Ambos – os Centros Federais e as Fatecs – são gratuitos. No caso das Fatecs paulistas – com unidades espalhadas em 80 municípios do Estado – 70% dos alunos são oriundos de escolas públicas e 56% têm renda familiar até dez salários mínimos. Dados que sinalizam, segundo, João Mongelli Netto, coordenador de vestibulares da Fatec, a necessidade “de um ingresso rápido no mercado de trabalho”. Segundo ele, 87% de seus alunos acabam empregados. Eduardo Wurumann, presidente do IBTA – escola privada que mantém cursos no espectro
da informática –, afirma que a idade média em suas salas de aula é 23 anos, enquanto, no bacharelado convencional, é 18 anos. Outro sinal que é gente interessada em trabalhar. De acordo com Wurumann, 60% dos que fazem IBTA se auto-sustentam, ou seja, já trabalham e estão em busca de uma qualificação melhor. Com unidades em São Paulo, Campinas e São José dos Campos, o IBTA, como quase todos os cursos do gênero, ajuda nas colocações dos alunos. A mensalidade é em torno de R$ 620. Em São Paulo, a graduação tecnológica também pode ser feita pela Anhembi Morumbi, que vem criando novos cursos para o segundo semestre deste ano e para o ano que vem. “Hoje, o mercado está valorizando mais a competência que o diploma, apesar dos acadêmicos se arrepiarem”, diz Nelson Bomtempi Jr., diretor de gestão acadêmica do Anhembi Morumbi. A faculdade cobra R$ 700 por mês em média. Antonio Ibañez, secretário de ensino médio e tecnológico do MEC, confirma que há uma demanda crescente nesses cursos, a ponto de universidades públicas tradicionais, como a USP e a Unicamp, terem aberto vagas no ano passado para seus cursos tecnológicos. “Eles não foram criados apenas para atender a uma demanda de mercado, mas são uma forma de se adquirirem conhecimentos que os cursos superiores não oferecem. Além disso, atuarão numa área estratégica para o País”, diz.

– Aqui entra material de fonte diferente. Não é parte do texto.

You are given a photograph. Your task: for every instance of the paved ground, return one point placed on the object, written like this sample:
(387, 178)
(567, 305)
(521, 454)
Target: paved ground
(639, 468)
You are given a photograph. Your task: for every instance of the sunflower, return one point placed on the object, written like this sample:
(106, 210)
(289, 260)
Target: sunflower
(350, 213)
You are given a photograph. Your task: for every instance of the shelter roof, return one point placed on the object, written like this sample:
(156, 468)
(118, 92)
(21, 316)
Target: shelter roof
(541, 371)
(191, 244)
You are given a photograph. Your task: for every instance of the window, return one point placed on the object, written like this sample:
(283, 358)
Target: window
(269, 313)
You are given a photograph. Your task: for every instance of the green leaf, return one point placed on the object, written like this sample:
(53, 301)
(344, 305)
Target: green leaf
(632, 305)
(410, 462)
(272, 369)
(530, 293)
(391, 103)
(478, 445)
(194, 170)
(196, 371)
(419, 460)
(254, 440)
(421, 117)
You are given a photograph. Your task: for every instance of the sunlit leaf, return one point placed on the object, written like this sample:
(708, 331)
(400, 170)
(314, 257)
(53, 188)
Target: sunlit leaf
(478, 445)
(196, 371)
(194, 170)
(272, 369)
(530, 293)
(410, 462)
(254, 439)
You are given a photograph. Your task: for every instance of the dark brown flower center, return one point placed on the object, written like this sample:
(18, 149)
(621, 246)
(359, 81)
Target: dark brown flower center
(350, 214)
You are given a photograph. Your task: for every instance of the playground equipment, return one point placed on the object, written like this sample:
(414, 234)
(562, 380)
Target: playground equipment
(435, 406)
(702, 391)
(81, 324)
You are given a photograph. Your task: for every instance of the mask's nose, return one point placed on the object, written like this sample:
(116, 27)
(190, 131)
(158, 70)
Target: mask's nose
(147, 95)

Com um novo campus recém-instalado na zona sul de São Paulo, o Serviço Nacional de Aprendizagem Comercial (Senac) é uma opção tradicional para o curso superior rápido. Cecília Silveira Camargo, 34 anos, se formou no então pioneiro curso de hotelaria do Senac, no biênio 89 e 90. No curso do Senac, Cecília conviveu com todo o lado operacional de um hotel. “Trabalhei de camareira, lavei banheiro, descasquei batata, embora meu intuito fosse gerenciamento.” Com o diploma na mão, fez pós-graduação na Fundação Getúlio Vargas em gestão estratégica. Na segunda-feira 6, ela assumiu a gerência-geral do Hotel Beach Park Suites Resort, em Fortaleza. De acordo com Eduardo Ehlers, diretor de extensão do Senac, 80% dos alunos do Senac estão no mercado. “Só para hotelaria temos 1.500 hotéis conveniados”, diz Ehlers. Com uma mensalidade em torno de R$ 800, o Senac mantém cursos de tecnologia em design de multimídia, gestão ambiental, tecnologia têxtil e outros. A diferença na carga horária do bacharelado comum não é tão grande. Em dois anos, são duas mil horas-aulas, enquanto numa universidade acadêmica são três mil horas em quatro anos. É o compacto que satisfaz.